People with ME/CFS are not expected to show improvement in response to care provision in the short term. There are therefore no ‘goals of therapy’ to be set and no relevant assessments of ‘treatment success’ such as patient reported outcome measures.
I don't think the second sentence follows from the first. Plenty of people with other conditions don't show much or any improvement in the short term, but do in the medium or long term. Therapists set goals for all the terms. The argument to be made against goals, in my view, is that pwME/CFS should not generally be targeting increases in activity (with the exception of those who are improving), so if goals are based around that, they're inappropriate. If the goal of therapy is to find a position the person can be NG-fed in that does not worsen symptoms and does not cause them to aspirate, that's fine. It's true that outcome measures will not ascertain "treatment success", but not because of a lack of short-term improvement. The reason outcome measures will not ascertain whether treatment is successful or not is because the illness fluctuates for most, relapses and remits for a small minority plus regression to the mean and a non-specific care effect. There is an upward drift over time in most cohorts studied.
I think you have an important point to make, but it's not being made in this paragraph at present. I think your point is the final sentence:
The primary index of a successful service is the degree to which people with ME/CFS feel adequately supported and validated.
I would just supplement that with cautioning against interpreting changes that happen during care as being due to care, and explaining
why the evidence does not support therapies targeting increases in activity. Maybe quote your expert testimony!
Here's what you wrote:
Trials of therapist-delivered treatments to date have not met basic requirements for minimising bias and are therefore unsuitable as an evidence base for treatment recommendations. Inasmuch as they are interpretable, they suggest that although attitudes to health status may be influenced this does not lead to significant improvement in objectively measures of disability.
Neurology seems most relevant but rheumatology has accommodated a number of conditions the do not easily fall into a specialty category, such as chronic pain and muscle disease, especially where there may be immunological features.
but neurologists wedded to an unevidenced explanation of ME/CFS as psychogenic/"functional" should be avoided.
and rheumatologists who think ME/CFS is just mislabelled fibromyalgia, and fibromyalgia is best treated with exercise +/-psychotherapy, which may be most of them, are equally, if not more, dangerous.

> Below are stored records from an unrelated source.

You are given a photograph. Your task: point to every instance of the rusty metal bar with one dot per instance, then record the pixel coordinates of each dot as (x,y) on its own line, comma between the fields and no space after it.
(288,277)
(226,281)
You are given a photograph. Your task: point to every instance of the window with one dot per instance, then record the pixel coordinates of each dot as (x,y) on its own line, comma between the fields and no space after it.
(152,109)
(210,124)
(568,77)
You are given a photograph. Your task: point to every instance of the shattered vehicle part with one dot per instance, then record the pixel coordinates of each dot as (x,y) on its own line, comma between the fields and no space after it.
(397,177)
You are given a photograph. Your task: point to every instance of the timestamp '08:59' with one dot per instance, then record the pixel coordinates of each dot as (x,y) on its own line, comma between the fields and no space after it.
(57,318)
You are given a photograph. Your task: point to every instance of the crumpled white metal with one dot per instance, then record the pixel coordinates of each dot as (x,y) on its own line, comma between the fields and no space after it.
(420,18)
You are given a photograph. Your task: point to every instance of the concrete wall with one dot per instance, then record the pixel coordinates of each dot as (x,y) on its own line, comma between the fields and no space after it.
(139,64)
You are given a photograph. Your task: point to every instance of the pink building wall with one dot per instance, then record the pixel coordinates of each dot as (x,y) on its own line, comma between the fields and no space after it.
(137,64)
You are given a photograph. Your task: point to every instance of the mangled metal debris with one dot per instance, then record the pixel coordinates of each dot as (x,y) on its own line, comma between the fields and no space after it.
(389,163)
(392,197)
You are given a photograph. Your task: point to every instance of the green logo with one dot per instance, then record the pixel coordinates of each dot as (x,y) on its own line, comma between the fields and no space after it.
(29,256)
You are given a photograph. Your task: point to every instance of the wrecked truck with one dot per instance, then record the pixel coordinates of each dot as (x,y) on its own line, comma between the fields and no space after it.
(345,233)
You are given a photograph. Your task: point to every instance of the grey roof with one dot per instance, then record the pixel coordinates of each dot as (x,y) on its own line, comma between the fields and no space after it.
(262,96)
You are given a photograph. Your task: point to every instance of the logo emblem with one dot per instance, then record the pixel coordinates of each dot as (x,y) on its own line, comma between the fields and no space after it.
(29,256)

But we do have to be as least fostered by someone.
I'm wondering if it is worth noting that judgements of aetiology also need to be evidence based and that there is no evidence that ME/CFS is a psychosomatic disease. And also that attributions of symptoms to a psychosomatic cause and labels of functional disease cause harm and are not justified given the lack of useful treatments arising from that paradigm.
I would skip the first two and just emphasize that exercise and CBT don't work. I don't know how you would get evidence for something being psychosomatic. It just doesn't seem a strong argument to me. Whereas if you focus on the treatments not working, that argument works regardless of the aetiology the reader favours.